CONSCIENCE-SHOCKING! Filled with fear and despair, people fled the vicinity of the World Trade Center after the 9/11 attacks. Over subsequent days, much attention focused on celebrating the workers who worked long shifts to search for survivors, put out the fires, and clear out the wreckage. Lip service was paid to advising those workers to wear protective masks, but it was asking a lot of them to do so on those long rotations...and I believe they kept up the feverish pitch of their work without wearing the proper protective devices.
Meanwhile, the Bush administration's Christine Whitman and her EPA issued statements assuring residents that the environment was safe. Eventually, those claims were found to be unsubstantiated. For weeks, months, and then years, area residents didn't know what to do; should they, for example, seal off their apartments and offices or air them out? Some programs were established to test or clean ofices and apartments, but those programs were not thoroughgoing.
In 2004, residents, students, and workers in lower Manhattan brought a class-action suit against Whitman and the EPA for endangering their health by their actions and statements soon after the attack.

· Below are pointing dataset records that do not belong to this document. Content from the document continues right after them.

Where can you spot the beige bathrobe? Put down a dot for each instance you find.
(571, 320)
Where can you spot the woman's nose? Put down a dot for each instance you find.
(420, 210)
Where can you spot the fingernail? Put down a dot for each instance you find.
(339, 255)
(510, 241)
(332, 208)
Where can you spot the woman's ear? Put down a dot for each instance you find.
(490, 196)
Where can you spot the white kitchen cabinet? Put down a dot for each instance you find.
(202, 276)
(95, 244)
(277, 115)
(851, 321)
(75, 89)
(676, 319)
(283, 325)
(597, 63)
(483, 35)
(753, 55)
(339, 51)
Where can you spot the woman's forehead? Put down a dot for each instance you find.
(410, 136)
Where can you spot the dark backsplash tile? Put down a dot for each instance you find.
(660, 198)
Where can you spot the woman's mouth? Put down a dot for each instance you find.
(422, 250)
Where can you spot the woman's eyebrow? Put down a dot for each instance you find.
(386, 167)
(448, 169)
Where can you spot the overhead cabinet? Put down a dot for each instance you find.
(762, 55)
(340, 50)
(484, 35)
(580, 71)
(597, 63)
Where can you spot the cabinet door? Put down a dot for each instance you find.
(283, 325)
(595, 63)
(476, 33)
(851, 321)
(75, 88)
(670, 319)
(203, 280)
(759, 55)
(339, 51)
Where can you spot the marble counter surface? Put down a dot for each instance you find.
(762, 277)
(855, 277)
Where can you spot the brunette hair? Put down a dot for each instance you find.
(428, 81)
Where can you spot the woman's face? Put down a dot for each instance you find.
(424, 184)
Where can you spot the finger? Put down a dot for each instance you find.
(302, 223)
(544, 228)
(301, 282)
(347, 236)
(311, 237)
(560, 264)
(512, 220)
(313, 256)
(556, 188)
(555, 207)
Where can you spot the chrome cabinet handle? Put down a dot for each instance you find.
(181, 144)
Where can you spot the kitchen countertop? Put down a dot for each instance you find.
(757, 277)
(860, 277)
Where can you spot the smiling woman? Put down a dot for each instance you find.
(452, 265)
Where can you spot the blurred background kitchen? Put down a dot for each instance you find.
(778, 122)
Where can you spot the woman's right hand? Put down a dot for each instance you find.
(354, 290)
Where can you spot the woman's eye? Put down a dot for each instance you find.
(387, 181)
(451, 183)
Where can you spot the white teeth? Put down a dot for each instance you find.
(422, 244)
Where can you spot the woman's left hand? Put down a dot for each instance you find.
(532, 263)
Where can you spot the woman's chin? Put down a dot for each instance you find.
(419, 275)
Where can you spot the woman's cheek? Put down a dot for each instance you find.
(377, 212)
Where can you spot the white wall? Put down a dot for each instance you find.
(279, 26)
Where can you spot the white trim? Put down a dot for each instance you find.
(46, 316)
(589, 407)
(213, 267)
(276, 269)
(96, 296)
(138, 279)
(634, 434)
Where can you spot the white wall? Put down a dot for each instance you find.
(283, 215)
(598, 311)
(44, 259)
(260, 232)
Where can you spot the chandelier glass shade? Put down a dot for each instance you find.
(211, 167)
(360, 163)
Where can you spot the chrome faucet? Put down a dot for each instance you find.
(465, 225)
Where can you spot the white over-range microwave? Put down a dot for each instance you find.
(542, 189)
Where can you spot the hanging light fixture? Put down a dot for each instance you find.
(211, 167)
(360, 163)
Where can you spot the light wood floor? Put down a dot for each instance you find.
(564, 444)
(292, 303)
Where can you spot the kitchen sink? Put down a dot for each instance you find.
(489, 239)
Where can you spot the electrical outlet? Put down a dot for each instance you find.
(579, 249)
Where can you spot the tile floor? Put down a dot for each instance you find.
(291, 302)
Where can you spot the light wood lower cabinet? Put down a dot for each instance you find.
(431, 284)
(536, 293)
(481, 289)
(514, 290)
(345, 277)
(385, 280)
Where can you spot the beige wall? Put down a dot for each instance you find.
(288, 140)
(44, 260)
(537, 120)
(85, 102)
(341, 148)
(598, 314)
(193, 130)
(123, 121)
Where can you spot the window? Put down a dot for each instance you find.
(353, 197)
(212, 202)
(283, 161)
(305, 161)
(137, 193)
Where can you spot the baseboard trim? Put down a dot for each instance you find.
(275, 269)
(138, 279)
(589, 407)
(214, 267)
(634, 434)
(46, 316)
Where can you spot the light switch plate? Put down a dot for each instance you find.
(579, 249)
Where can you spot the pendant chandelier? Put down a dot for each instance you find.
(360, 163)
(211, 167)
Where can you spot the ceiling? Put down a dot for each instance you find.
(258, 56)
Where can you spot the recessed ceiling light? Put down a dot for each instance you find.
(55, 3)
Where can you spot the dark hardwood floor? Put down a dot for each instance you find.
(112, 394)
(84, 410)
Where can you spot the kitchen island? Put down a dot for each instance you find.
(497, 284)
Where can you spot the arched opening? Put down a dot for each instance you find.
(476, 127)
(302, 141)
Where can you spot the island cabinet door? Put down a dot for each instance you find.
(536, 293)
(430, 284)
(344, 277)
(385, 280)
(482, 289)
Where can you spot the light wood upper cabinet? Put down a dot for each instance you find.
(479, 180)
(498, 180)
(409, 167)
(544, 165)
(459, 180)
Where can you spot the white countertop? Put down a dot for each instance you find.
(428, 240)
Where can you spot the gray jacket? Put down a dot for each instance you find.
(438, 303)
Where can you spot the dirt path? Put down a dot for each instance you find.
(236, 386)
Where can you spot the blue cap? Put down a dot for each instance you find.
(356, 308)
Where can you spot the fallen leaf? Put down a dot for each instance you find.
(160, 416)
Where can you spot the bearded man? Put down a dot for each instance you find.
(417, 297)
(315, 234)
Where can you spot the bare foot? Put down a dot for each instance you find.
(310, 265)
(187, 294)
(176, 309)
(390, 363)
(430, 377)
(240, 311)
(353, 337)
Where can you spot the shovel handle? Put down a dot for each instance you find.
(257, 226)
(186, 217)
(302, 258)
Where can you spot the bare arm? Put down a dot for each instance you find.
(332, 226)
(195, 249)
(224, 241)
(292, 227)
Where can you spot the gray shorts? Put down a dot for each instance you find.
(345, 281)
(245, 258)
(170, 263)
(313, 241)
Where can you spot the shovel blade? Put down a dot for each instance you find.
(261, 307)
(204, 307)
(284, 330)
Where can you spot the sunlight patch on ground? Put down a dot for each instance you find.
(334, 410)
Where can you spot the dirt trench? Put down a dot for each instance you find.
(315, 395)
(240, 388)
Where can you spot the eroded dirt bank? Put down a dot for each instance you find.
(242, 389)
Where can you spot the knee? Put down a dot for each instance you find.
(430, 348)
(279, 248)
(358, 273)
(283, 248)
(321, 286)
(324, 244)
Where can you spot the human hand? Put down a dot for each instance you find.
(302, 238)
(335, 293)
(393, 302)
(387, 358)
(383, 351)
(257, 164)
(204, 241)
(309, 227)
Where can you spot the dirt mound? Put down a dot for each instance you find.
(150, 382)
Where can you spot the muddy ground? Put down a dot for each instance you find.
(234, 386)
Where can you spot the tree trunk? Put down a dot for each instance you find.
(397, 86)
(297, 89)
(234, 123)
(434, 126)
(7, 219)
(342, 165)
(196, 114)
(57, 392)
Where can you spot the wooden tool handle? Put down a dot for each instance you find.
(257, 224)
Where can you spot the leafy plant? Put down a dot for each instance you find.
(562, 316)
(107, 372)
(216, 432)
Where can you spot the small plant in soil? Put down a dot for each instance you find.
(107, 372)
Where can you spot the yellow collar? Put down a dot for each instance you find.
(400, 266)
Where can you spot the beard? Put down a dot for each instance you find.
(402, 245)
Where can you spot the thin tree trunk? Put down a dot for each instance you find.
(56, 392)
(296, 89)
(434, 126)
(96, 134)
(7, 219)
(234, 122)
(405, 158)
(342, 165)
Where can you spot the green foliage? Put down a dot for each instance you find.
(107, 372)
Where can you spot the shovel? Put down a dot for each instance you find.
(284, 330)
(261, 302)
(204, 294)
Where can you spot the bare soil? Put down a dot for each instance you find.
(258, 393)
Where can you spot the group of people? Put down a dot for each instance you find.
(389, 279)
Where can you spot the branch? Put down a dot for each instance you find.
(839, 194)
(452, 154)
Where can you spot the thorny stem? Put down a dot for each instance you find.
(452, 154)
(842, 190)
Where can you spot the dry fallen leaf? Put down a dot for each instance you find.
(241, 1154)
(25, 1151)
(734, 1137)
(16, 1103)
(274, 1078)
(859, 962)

Yesterday, U.S. District Judge Deborah A. Batts declined to grant Whitman immunity in the case. She called Whitman's post-9/11 assurances "conscience-shocking." In her 83-page decision, Judge Batts wrote that "No reasonable person would have thought that telling thousands of people that it was safe to return to lower Manhattan, while knowing that such return could pose long-term health risks and other dire consequences, was conduct sanctioned by our laws."